Cuando finalmente fue editado el libro, que era bellísimo, pero estaba dirigido a un público muy restringido, el disco de las Walquirias se había rayado y el autor había bebido tanta cerveza que ni se inmutó, cuando le dijeron que sólo había vendido tres ejemplares a sus antiguos compañeros del café.
Una cierta noche de verano, su esposa regresó más tarde que nunca. Los lazos de amor del sendero rozaron apenas el ruedo de su pollera azul.
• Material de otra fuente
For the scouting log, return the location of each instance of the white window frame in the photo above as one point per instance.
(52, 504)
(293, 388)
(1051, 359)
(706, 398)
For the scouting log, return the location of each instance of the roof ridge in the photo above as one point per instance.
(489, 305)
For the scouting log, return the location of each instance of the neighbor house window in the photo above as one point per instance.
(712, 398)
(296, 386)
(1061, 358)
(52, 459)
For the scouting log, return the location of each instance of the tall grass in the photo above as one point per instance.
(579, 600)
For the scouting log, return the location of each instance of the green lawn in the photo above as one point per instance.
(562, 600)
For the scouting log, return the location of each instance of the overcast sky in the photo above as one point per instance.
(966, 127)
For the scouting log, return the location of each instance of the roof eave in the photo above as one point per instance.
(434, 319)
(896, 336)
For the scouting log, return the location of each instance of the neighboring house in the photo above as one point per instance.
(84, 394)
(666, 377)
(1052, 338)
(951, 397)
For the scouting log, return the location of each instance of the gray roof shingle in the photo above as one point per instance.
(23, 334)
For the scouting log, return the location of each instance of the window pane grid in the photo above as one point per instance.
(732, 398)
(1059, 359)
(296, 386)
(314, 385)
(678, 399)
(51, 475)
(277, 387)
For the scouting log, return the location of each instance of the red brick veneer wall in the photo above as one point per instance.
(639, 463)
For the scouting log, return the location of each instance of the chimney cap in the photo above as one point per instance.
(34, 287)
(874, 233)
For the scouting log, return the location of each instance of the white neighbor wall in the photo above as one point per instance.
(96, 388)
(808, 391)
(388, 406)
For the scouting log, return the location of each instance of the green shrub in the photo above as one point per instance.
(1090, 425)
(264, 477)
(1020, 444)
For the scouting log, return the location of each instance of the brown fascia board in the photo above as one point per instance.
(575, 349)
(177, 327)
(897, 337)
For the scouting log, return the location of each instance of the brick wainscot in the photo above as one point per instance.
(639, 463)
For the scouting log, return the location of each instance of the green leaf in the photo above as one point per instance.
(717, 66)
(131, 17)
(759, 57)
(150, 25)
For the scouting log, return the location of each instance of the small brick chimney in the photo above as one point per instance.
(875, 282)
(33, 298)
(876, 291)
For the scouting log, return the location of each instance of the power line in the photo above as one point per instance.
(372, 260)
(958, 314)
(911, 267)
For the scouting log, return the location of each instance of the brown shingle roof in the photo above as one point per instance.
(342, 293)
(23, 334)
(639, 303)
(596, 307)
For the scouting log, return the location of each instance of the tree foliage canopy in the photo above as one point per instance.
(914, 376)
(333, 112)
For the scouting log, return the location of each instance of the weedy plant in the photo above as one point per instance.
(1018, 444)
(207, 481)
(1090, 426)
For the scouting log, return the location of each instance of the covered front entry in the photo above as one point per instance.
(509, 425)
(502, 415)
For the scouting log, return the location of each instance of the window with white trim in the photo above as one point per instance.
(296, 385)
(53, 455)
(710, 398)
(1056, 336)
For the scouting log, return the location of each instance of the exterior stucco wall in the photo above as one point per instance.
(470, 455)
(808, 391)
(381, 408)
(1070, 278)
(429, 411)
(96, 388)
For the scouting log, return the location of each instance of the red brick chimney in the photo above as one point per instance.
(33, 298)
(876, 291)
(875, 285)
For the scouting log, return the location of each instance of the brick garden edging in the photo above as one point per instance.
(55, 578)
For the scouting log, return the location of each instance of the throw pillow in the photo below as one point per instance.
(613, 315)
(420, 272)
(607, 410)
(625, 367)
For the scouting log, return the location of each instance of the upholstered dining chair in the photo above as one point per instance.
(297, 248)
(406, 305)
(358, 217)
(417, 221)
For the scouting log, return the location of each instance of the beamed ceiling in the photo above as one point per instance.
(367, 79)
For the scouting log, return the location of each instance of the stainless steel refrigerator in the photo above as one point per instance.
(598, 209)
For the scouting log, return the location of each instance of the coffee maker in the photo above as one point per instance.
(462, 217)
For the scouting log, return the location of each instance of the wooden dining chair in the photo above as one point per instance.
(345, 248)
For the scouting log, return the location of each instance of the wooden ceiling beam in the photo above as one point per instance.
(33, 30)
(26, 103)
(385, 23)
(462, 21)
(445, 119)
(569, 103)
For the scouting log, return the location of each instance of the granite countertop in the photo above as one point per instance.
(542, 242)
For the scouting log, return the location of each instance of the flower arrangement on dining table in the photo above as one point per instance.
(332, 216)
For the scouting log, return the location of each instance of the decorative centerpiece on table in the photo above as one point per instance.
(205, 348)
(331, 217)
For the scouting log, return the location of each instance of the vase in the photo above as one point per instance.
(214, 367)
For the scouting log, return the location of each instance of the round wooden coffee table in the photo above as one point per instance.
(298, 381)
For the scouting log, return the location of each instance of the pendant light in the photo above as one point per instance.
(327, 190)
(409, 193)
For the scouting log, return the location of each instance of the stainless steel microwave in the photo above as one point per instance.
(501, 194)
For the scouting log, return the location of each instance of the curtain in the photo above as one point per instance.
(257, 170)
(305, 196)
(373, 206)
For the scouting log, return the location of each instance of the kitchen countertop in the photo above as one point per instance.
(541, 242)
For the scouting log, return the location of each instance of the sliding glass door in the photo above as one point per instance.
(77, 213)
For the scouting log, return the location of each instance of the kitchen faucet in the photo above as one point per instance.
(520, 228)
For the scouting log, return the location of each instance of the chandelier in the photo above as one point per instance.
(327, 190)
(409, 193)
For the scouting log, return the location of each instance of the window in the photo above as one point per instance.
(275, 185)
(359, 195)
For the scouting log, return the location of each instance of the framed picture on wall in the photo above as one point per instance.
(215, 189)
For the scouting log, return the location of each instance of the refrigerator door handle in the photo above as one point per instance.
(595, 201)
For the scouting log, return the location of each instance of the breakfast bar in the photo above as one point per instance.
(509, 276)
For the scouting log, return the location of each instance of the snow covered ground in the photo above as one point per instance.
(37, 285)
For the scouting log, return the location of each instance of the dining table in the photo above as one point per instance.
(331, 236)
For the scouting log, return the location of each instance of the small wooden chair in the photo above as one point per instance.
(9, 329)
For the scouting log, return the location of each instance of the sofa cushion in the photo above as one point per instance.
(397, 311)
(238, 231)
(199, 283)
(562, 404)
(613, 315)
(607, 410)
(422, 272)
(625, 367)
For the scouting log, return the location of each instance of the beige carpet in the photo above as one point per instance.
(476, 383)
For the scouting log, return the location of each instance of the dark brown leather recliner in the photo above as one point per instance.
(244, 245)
Por primera vez, ni Aristóteles, ni Rasputín, la recibieron escondidos entre las plantas y amedrentados. Ubicados en el alféizar de la ventana del dormitorio de aquella casa, cuyo número quisiera olvidar, oían imperturbables los últimos acordes de “Tristán e Isolda”.
Los ojos de los gatos, otrora implacables y acusadores, estaban fijos en los ojos azules, definitivamente fijos del dueño de casa y en el hilo de sangre que salía de su sien, de un rojo tan dramático como el de los geranios que crecen junto al abedul.
Aristóteles desapareció en los tejados en el comienzo de la primavera de 1988 y Rasputín falleció en la madrugada del 4 de julio de 1996 en su almohadón preferido de la casa número 11, a la edad gatuna de 15 años que corresponden, aproximadamente, a 105 años de vida humana.